Arts visuels  Jordan Broadworth 

L’évocateur à petits pas 

Originaire de l’Ontario, Jordan Broadworth peint depuis une vingtaine d’années. Établi à New York, il présente jusqu’au 12 octobre à la galerie BAC une vingtaine de ses dernières abstractions, des œuvres à la technique complexe requérant une patience à la limite de l’austérité. 

Sa peinture est à nulle autre pareille. À première vue, elle rappelle ces tartans écossais multicolores où s’entrecroisent lignes horizontales et verticales. À y regarder de plus près, l’écran numérique et la pixellisation semblent s’imposer. Mais l’expliquer ainsi serait trop réducteur. Depuis une dizaine d’années, Jordan Broadworth s’attache en effet à brouiller les pistes, à se compliquer la tâche, à jouer sur les textures, les couleurs et la profondeur et à jongler avec la variable du temps. Sa peinture – que l’expert montréalais James D. Campbell qualifie d’« abstraction télématique » – est d’abord devenue une étude stricte et résolue de l’arrière-plan (le background), et ce, dans chacune de ses toiles. 

« Comme être humain, nous avons évolué en donnant plus d’importance à la figure, à ce qui est au premier plan, dit-il en entretien. J'ai mis du temps à faire en sorte que j’aille de la surface à ce qui est en profondeur et ainsi à toucher à la notion de hiérarchie. » L’artiste s’est approprié une méthode créative qui utilise presque systématiquement un quadrillage de base puis des pigments plus ou moins humidifiés qui vont s’insérer dans ce treillis qu’il élabore patiemment. Il racle la peinture en plusieurs phases, la laissant plus ou moins sécher, pour finalement laisser se sédimenter des traces de chacune de ses interventions, ce qui permet de faire ressortir l’arrière-plan. Cela donne des huiles sur toile ou sur papier Mylar qui semblent appartenir à une même famille, mais qui ont chacune leur histoire. Le relief est très peu tridimensionnel, puisque les couches de peinture superposées sont ultrafines. 

On sent alors dans ses toiles une tension, une passion également, le calme travail du relieur, de l’orfèvre ou du calligraphe, une façon de faire proche de l’artisan qui cherche à petits pas la voie de cet objet unique qui parle de soi. 

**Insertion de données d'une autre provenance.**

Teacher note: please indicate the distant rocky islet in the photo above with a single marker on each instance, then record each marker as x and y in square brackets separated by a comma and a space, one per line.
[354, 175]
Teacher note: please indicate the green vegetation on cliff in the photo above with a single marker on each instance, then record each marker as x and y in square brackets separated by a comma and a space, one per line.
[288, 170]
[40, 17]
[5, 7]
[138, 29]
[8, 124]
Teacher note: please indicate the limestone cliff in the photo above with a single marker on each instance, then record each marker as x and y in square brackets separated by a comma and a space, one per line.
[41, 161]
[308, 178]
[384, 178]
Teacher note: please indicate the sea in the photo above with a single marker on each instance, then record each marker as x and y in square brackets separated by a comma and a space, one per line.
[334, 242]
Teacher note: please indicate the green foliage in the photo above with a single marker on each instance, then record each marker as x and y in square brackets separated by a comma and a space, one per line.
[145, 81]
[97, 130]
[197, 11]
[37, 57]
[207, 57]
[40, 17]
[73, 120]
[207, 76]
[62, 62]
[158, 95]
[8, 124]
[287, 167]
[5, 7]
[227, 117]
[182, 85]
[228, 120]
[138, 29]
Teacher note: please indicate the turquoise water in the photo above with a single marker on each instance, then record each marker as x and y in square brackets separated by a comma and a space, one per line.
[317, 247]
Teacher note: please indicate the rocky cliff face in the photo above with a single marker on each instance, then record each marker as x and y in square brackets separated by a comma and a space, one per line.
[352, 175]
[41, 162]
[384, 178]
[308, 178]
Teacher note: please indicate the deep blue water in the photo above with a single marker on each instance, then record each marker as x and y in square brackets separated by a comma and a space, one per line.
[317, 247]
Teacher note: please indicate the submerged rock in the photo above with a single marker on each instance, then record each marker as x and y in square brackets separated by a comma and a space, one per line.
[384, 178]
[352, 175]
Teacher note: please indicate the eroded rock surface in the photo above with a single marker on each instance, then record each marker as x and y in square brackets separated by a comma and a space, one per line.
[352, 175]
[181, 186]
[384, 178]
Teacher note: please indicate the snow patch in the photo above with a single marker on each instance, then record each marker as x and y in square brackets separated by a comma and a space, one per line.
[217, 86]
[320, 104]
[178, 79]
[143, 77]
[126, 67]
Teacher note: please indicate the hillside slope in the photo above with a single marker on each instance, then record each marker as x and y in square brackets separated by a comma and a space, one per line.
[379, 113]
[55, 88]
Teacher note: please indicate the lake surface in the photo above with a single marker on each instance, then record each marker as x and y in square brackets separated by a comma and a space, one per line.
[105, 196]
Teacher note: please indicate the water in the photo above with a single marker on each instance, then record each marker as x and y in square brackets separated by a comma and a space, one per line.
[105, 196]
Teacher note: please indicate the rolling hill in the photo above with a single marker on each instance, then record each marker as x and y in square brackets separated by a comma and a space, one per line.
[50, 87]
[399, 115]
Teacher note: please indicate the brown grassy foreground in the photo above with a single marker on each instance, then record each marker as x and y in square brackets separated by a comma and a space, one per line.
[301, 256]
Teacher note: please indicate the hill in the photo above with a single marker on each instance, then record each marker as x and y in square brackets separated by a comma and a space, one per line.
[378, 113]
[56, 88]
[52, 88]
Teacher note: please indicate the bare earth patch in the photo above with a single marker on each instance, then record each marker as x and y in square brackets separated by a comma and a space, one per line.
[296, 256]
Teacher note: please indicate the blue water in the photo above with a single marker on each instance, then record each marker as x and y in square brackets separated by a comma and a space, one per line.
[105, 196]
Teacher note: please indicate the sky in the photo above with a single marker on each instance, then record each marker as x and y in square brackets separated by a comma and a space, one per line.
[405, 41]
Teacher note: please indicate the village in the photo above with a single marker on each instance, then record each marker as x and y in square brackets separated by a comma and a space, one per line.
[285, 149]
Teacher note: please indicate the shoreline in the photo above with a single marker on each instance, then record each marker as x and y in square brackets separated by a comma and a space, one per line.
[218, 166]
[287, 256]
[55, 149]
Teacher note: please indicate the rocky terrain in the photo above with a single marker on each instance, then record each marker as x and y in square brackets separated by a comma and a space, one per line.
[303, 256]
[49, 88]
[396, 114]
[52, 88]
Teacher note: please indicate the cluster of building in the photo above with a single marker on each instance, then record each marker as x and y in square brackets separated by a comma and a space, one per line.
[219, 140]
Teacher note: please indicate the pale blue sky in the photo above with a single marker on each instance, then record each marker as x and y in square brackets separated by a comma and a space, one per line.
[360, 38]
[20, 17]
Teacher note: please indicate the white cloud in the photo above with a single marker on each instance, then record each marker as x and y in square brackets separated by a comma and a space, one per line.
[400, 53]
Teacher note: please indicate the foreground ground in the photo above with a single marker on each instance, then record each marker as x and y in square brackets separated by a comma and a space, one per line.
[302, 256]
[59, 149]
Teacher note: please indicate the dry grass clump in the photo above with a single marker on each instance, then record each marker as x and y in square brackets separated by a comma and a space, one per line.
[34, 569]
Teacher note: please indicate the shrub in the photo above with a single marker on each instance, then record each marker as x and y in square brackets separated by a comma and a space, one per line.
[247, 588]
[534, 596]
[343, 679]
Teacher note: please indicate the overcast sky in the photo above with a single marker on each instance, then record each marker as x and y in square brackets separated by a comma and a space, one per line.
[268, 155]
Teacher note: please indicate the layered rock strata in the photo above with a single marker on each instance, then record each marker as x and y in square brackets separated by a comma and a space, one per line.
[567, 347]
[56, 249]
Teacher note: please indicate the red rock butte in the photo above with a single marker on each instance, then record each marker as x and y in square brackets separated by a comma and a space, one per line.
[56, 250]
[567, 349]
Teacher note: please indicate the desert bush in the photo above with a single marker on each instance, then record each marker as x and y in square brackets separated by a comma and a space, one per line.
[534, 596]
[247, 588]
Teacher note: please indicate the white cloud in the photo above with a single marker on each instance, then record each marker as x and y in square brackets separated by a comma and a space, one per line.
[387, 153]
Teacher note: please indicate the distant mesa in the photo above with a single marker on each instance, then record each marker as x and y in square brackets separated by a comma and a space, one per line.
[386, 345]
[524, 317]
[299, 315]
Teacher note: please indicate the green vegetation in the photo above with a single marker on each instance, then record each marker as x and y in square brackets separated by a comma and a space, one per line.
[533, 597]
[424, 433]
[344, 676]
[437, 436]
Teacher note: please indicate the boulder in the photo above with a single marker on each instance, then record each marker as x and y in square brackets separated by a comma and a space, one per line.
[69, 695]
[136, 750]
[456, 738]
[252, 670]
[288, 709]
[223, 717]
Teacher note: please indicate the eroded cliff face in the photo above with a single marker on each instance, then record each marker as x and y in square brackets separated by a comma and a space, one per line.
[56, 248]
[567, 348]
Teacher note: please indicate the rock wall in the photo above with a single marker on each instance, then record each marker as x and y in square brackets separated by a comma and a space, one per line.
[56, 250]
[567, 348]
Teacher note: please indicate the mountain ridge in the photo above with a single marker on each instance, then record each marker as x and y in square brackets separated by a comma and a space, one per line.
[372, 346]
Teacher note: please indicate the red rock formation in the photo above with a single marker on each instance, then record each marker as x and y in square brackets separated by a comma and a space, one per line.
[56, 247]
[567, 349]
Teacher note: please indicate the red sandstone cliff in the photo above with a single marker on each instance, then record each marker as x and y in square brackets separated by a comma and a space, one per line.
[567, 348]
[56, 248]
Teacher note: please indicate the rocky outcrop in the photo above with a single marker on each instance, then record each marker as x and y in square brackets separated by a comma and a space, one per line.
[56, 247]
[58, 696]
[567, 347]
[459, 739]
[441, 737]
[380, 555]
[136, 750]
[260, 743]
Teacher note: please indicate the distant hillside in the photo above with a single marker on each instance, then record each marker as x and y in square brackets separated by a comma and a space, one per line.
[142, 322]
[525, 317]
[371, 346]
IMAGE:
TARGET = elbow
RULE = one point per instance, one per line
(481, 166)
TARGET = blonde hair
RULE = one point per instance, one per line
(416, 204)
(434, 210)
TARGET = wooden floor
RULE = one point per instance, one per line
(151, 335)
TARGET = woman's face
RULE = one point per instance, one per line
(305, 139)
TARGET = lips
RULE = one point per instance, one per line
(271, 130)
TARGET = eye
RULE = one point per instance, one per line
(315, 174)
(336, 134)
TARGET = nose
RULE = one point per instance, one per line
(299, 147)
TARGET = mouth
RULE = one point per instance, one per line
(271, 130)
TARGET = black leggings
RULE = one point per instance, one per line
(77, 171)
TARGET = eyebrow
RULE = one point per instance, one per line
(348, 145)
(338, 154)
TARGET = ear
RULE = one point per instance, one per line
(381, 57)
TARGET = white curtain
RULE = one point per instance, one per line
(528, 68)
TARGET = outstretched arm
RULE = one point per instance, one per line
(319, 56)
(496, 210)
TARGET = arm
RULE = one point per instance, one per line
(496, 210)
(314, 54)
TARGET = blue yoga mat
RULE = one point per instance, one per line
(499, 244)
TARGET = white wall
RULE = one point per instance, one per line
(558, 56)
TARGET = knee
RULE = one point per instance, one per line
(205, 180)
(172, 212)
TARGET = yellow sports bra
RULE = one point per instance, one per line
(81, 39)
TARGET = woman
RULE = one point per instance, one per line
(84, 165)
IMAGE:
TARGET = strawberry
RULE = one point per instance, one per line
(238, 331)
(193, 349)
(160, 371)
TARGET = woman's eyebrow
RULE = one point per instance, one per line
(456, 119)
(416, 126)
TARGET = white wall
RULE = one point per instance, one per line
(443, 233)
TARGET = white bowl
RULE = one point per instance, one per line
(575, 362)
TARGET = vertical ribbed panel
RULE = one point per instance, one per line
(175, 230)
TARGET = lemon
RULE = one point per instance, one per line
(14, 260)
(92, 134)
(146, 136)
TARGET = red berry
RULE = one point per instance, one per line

Les œuvres ont une base géométrique, bien sûr, mais les brossages en coups de fouet, les ajouts de lignes obliques et ces interventions finales qui consistent à recouvrir l’œuvre, ici et là, d’une peinture sombre recyclée chaque fois, tout conduit l’œil à percevoir des formes évocatrices et fantomatiques. Car avec sa technique ascétique qui se marie avec le temps, on finit par deviner derrière les traits et les élancements une inspiration provenant du lieu habité. 

« Tous les jours, je traverse à pied le pont Queensboro pour me rendre à mon atelier, confirme-t-il. Les diagonales d’acier du pont comme d’autres éléments de mon environnement, les graffitis et les tags, par exemple, finissent par s’insérer dans mon travail. » 

Après Montréal, Jordan Broadworth exposera au General Hardware Contemporary, à Toronto, au printemps prochain. 

Jordan Broadworth : peintures. Jusqu’au 12 octobre, à la galerie BAC.